Industrial fabric structures are incredibly useful for temporary storage of all sorts of goods including raw materials and machinery in a wide range of sizes. These structures can be used to provide additional space above an existing building or an area that requires additional room. They can also serve as a cover during construction or cleanup on any industrial site. The fact that the air-filled design does not require support adds to its versatility and makes it ideal for many applications.
Industrial Sewing Can Be Used to Make Clothes
We often talk about how industrial sewing is used to make fabric products of all kinds except clothes, but that’s a generalization we use to make the distinction between what Vinyl Technology does and what one normally associates with manufacturing fabrics. While that is mostly true, there are a few varieties of garment that is created with industrial sewing.
The two most common types of industrially-sewn clothes are hazmat suits and medical-grade PPE (personal protective equipment).

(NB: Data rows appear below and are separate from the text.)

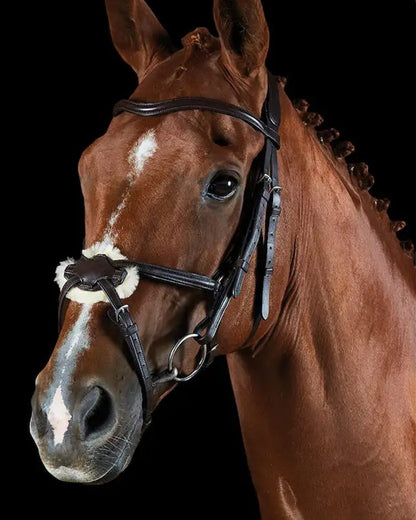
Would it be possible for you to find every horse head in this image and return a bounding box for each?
[31,0,274,483]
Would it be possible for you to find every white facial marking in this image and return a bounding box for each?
[55,238,139,304]
[48,386,72,446]
[103,130,157,242]
[46,305,92,446]
[55,130,157,304]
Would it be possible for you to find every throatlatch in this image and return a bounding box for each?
[58,74,281,425]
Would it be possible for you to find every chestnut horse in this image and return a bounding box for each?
[31,0,416,520]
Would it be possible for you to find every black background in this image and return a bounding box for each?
[14,0,416,520]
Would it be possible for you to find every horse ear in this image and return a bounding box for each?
[105,0,173,80]
[214,0,269,77]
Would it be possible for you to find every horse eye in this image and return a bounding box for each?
[206,172,238,201]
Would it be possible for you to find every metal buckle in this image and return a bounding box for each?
[114,305,129,323]
[168,332,208,382]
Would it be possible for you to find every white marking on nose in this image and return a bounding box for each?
[46,304,92,446]
[48,385,72,446]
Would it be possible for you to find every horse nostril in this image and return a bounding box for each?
[80,386,114,439]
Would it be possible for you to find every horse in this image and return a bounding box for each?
[30,0,416,520]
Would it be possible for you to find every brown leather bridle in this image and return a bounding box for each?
[58,74,281,426]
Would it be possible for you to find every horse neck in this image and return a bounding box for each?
[228,87,416,519]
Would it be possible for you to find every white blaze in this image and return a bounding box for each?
[47,130,157,446]
[103,130,157,242]
[46,305,92,446]
[48,385,72,446]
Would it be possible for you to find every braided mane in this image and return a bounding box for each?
[277,76,416,264]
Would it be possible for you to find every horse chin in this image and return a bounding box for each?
[38,420,142,485]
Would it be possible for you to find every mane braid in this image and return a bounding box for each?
[277,76,416,266]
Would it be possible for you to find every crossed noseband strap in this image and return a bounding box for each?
[58,75,281,425]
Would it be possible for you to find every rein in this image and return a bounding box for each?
[58,74,281,426]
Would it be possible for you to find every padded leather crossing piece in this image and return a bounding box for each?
[58,74,281,427]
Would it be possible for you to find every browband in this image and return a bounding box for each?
[113,97,280,149]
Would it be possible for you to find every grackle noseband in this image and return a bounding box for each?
[58,74,281,426]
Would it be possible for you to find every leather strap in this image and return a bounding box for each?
[97,278,154,427]
[113,96,280,148]
[112,260,219,293]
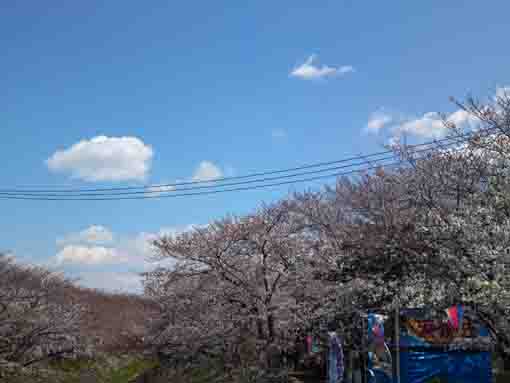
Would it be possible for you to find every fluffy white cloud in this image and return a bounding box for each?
[54,225,199,271]
[366,111,393,133]
[290,55,354,80]
[55,245,125,266]
[365,109,480,144]
[397,112,447,138]
[271,128,287,139]
[145,181,175,197]
[496,86,510,100]
[57,225,113,246]
[192,161,223,181]
[46,136,153,182]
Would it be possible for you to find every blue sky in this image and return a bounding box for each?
[0,0,510,288]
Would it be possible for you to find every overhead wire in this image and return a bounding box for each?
[0,128,488,195]
[0,130,490,201]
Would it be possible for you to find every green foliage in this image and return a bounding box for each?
[102,359,157,383]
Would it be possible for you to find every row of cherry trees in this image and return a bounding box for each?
[0,254,158,370]
[141,92,510,372]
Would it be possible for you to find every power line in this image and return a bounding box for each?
[0,142,470,201]
[0,129,486,196]
[0,161,401,201]
[0,155,395,197]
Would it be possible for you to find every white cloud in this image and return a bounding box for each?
[495,86,510,101]
[290,55,354,80]
[365,111,394,134]
[55,245,125,266]
[271,128,287,139]
[46,136,153,182]
[448,109,480,130]
[145,181,175,197]
[57,225,113,246]
[192,161,223,181]
[53,225,200,271]
[396,112,447,138]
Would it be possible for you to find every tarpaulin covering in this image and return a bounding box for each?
[400,350,492,383]
[400,306,492,383]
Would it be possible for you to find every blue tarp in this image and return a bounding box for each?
[368,307,492,383]
[400,350,492,383]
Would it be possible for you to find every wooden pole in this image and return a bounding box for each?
[395,302,400,383]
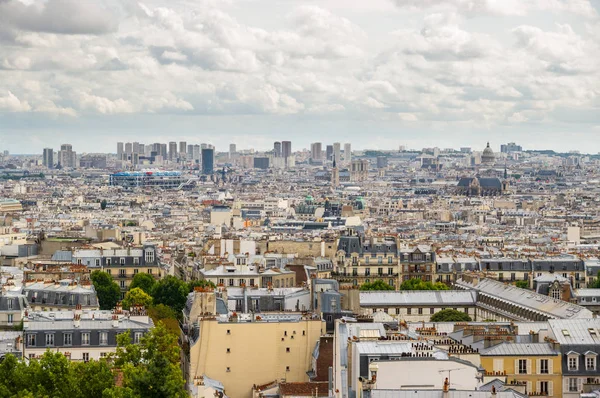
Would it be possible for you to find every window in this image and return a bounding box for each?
[585,356,596,370]
[63,333,73,345]
[569,377,578,392]
[569,356,578,370]
[146,250,154,263]
[519,359,527,375]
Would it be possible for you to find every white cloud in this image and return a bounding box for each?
[0,91,31,112]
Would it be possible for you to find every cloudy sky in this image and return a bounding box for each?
[0,0,600,153]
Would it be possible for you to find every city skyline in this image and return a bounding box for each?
[0,0,600,153]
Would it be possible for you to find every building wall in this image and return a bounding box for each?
[189,319,325,398]
[481,355,562,397]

A hazmat suit (like the DPE created by Vinyl Technology) is made to the specifications of each particular deployment, but most often consists of laminated fabric like cotton coated in protective chemicals and heat sealed or rf-bonded plastic.

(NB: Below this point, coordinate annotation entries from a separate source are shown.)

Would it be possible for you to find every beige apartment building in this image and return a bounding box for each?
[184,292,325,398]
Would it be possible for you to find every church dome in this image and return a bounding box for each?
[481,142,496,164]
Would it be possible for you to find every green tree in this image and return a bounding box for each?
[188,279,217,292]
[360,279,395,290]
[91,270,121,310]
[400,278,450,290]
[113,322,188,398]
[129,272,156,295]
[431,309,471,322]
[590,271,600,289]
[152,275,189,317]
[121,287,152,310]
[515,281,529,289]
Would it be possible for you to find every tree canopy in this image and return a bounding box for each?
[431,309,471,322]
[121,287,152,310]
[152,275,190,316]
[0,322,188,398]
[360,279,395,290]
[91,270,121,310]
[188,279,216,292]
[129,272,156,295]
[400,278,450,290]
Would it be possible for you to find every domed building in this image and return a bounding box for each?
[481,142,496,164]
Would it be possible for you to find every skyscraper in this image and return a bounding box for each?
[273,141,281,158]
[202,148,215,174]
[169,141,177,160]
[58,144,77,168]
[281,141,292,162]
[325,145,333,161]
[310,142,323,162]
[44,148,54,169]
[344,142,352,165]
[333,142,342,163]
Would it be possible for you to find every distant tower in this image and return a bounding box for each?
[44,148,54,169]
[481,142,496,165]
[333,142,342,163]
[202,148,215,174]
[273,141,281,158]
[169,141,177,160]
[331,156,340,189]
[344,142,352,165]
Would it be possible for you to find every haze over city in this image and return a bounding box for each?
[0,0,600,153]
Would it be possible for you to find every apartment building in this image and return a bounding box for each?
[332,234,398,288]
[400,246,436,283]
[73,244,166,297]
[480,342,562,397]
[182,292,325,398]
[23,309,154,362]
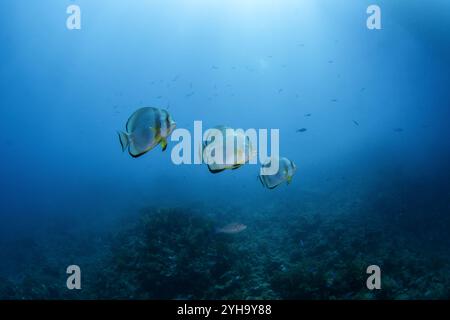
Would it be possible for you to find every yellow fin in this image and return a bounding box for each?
[287,176,292,184]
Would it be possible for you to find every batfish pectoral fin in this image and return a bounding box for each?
[161,138,167,151]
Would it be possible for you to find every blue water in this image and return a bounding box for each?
[0,0,450,298]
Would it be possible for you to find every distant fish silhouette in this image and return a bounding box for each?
[216,223,247,234]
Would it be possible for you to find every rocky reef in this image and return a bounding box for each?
[0,200,450,299]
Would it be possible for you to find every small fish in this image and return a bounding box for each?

PPE is similarly designed to be both protective and watertight, as medical personnel are often exposed to harmful fluids that carry with them the danger of contamination. No matter what level of PPE is needed, industrial sewing is perfectly suited to making clothes that can protect the wearer from a hazardous environment.
Industrial sewing companies are often contracted for this type of application because of their exacting standards, attention to minute detail, and product testing. When lives are on the line, it pays to be precise.